I mentioned that the evidence can be computed from the likelihood and the prior. To see this, we apply the sum rule to the posterior probability. Let \(\theta_i\) be a particular possible value of a parameter or hypothesis. Then,

\[\begin{aligned} 1 = g(\theta_j\mid y) + g(\theta^c_j | y) \nonumber = g(\theta_j\mid y) + \sum_{i\ne j}g(\theta_i\mid y) = \sum_i g(\theta_i\mid y), \end{aligned}\]

Now, Bayes’s theorem gives us an expression for \(g(\theta_i\mid y)\), so we can compute the sum.

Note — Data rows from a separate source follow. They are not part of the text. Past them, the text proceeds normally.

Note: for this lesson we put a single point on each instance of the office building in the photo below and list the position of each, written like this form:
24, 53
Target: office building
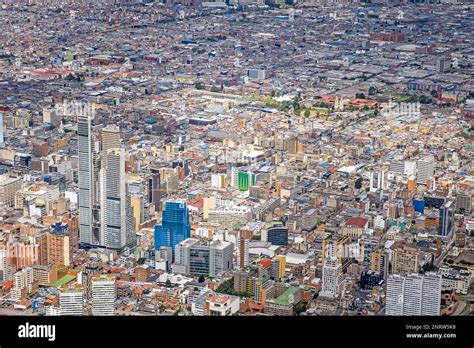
104, 293
110, 138
117, 221
425, 170
195, 257
446, 218
175, 225
8, 188
278, 235
332, 279
220, 258
71, 300
89, 210
243, 257
414, 294
2, 140
23, 283
406, 260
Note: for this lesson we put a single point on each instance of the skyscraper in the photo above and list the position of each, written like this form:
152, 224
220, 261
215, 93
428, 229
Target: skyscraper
243, 258
446, 218
104, 293
415, 294
89, 229
332, 279
175, 226
110, 137
2, 143
71, 300
117, 221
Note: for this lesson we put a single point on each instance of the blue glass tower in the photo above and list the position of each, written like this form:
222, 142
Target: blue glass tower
175, 225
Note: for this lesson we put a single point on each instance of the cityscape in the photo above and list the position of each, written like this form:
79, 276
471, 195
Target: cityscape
236, 158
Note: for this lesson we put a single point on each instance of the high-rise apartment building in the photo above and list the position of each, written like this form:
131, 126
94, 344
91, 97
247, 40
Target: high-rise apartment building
175, 226
104, 293
110, 137
71, 300
243, 258
406, 260
415, 294
117, 221
195, 257
332, 279
446, 218
425, 169
89, 223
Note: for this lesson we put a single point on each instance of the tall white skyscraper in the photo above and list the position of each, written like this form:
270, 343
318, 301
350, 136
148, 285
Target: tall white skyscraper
2, 142
4, 268
415, 294
105, 211
332, 278
117, 221
104, 293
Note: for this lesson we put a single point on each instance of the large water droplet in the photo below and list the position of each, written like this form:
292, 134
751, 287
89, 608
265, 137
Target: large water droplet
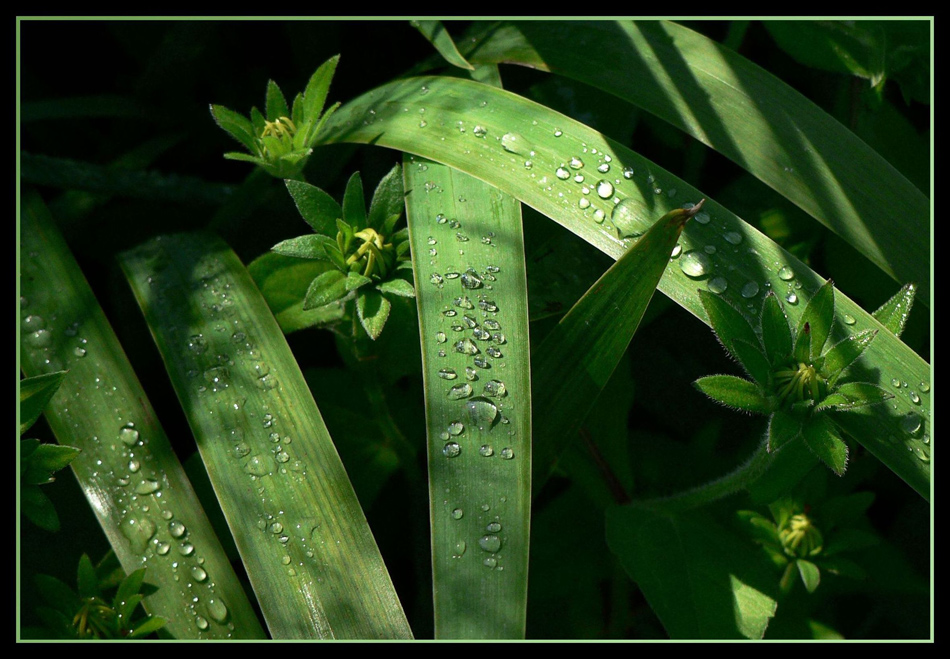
694, 264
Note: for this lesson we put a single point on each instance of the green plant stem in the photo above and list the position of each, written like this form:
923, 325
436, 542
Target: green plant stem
731, 483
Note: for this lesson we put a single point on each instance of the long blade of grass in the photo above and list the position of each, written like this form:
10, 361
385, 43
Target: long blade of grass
729, 104
471, 294
127, 468
298, 526
574, 362
537, 155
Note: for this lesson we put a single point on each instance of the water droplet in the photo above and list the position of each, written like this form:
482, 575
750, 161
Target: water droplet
148, 486
751, 289
467, 347
471, 280
460, 391
490, 543
911, 423
495, 389
717, 285
694, 264
128, 434
218, 610
447, 374
481, 411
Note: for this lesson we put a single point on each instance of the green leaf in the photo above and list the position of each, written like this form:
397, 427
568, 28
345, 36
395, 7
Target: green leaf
823, 440
728, 103
38, 508
328, 287
86, 579
783, 428
894, 313
854, 394
318, 208
396, 126
35, 394
701, 580
734, 392
373, 310
776, 334
315, 96
844, 353
437, 35
387, 201
399, 287
575, 361
236, 125
819, 314
355, 280
110, 425
276, 105
341, 589
473, 599
310, 246
728, 323
810, 574
354, 203
44, 461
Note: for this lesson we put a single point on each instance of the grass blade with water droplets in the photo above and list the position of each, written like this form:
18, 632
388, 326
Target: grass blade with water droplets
468, 261
304, 541
548, 160
127, 468
729, 103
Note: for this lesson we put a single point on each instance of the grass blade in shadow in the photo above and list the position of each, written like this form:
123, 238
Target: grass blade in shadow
127, 468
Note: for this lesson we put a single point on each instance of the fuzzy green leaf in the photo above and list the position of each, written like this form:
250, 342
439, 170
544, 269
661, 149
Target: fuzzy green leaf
387, 201
373, 309
276, 105
818, 316
776, 333
310, 246
326, 288
35, 394
854, 394
844, 353
783, 428
728, 323
734, 392
315, 96
354, 203
894, 313
236, 125
823, 439
38, 508
399, 287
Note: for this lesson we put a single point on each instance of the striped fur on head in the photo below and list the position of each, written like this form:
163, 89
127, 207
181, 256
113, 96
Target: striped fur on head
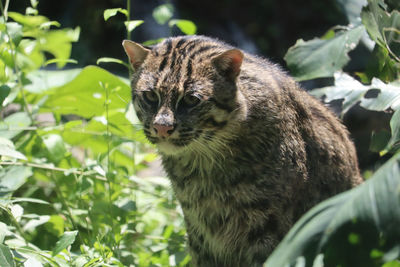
192, 83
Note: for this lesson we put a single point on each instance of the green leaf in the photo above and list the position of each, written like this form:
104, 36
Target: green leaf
4, 91
59, 44
321, 58
108, 13
43, 80
14, 124
132, 24
352, 9
68, 238
382, 27
12, 178
186, 26
368, 214
86, 94
55, 146
6, 258
353, 92
7, 149
163, 13
14, 31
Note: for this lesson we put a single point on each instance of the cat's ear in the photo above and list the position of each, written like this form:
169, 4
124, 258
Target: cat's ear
136, 53
229, 62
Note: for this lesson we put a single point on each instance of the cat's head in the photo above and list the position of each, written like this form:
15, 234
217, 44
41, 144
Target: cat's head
185, 92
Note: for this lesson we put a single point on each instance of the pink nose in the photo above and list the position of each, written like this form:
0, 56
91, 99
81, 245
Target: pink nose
163, 130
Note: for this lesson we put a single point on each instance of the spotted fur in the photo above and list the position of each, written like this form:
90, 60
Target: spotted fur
250, 156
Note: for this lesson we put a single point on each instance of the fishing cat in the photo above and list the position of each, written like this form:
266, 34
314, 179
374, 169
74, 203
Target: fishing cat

\[\begin{aligned} \sum_i g(\theta_i\mid y) = \sum_i\frac{f(y \mid \theta_i)\, g(\theta_i)}{f(y)} = \frac{1}{f(y)}\sum_i f(y \mid \theta_i)\, g(\theta_i) = 1. \end{aligned}\]

Therefore, we can compute the evidence by summing over the priors and likelihoods of all possible hypotheses or parameter values.

\[\begin{aligned} f(y) = \sum_i f(y \mid \theta_i)\, g(\theta_i). \end{aligned}\]

Using the joint probability, we also have

\[\begin{aligned} f(y) = \sum_i \pi(y, \theta_i). \end{aligned}\]

This process of eliminating a variable (in this case \(\theta_i\)) from a probability by summing is called marginalization. This will prove useful in finding the probability distribution of a single parameter among many.